In his column for The42.ie, Kavanagh gave his thoughts about McGregor's newest opponent, Nate Diaz.
As Conor McGregor's quest to become the UFC's first two-weight world champion, held consecutively, is put momentarily on hold, coach John Kavanagh opened up on the impact Rafael Dos Anjos' withdrawal has had on McGregor and their training camp.
In his column for The42.ie, Kavanagh explained that, akin to last time around when Jose Aldo was forced to withdraw from a bout with McGregor, the Irishman isn't focusing too much on his opponent's strategy, but rather his own.
"I’m sure people have heard me saying this before, but we've never focused too heavily on opponents at Straight Blast Gym and this situation is yet another justification of that philosophy" explained Kavanagh.
"When this happened previously, we went from fighting a kickboxer to a wrestler. Now, the switch is from a stocky grappler with some hard kicks to a tall boxer. You must be ready for every type of opponent."
McGregor will now face Nate Diaz at Welterweight (170lbs) rather than the scheduled Lightweight (155lbs) because Diaz says he will not be able to drop the weight. He had originally asked for a catchweight of 165lbs.
Conor McGregor celebrates after defeating Jose Aldo and becoming the undisputed UFC Featherweight champion in December. Image: John Locher / AP/Press Association Images
"On Tuesday morning, a few other names were put forward as potential replacements. The response from Conor was as you’d expect: “It doesn’t matter, they’re all the same.”
Kavanagh also made a slight at Frankie Edgar and Jose Aldo, who refused to take the fight with injury or on too short notice.
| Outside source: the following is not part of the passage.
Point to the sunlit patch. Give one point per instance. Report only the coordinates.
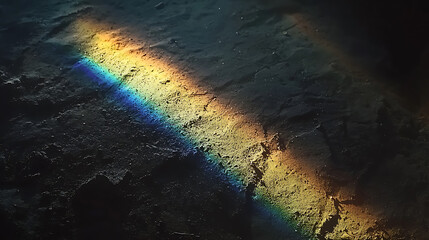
(235, 142)
(128, 97)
I did find it somewhat interesting, however, that Jose Aldo and Frankie Edgar both turned it down. I seem to recall them insisting quite recently that they were willing to fight Conor “any time and any place”. Obviously they forgot to mention that 5 March in Las Vegas was an exception.
"Back in September, Conor said something significant at the UFC’s ‘Go Big’ press conference. He told every contender from 145lbs to 170lbs to stay ready because it’s not uncommon for his opponents to pull out. There’s a pattern emerging that one fighter pulls out, another fighter steps in and then it’s passed off as being a short-notice fight. It’s not."
Kavanagh says there is a "lesson to be learned" for fighters who truly want to face McGregor.
"If you want to fight Conor McGregor, get ready — even when someone else has got the gig. There’s only a handful of names who could have received the call, so they should have been ready. There’s a lesson to be learned here for any guy who genuinely wants the opportunity.
"In a time when so many fighters are unwilling to compete due to a wide variety of little issues — not enough notice, minor injuries etc. — Conor’s mindset is unique. He could have walked away from this without consequences but that never came into consideration.
"In order to widen the search for an opponent, he committed to fight as high as 170lbs and that was it. That’s two weight classes up from his last fight, which only happened a couple of months ago. It’s a mindset that hasn’t been seen before and I doubt we’ll see it again."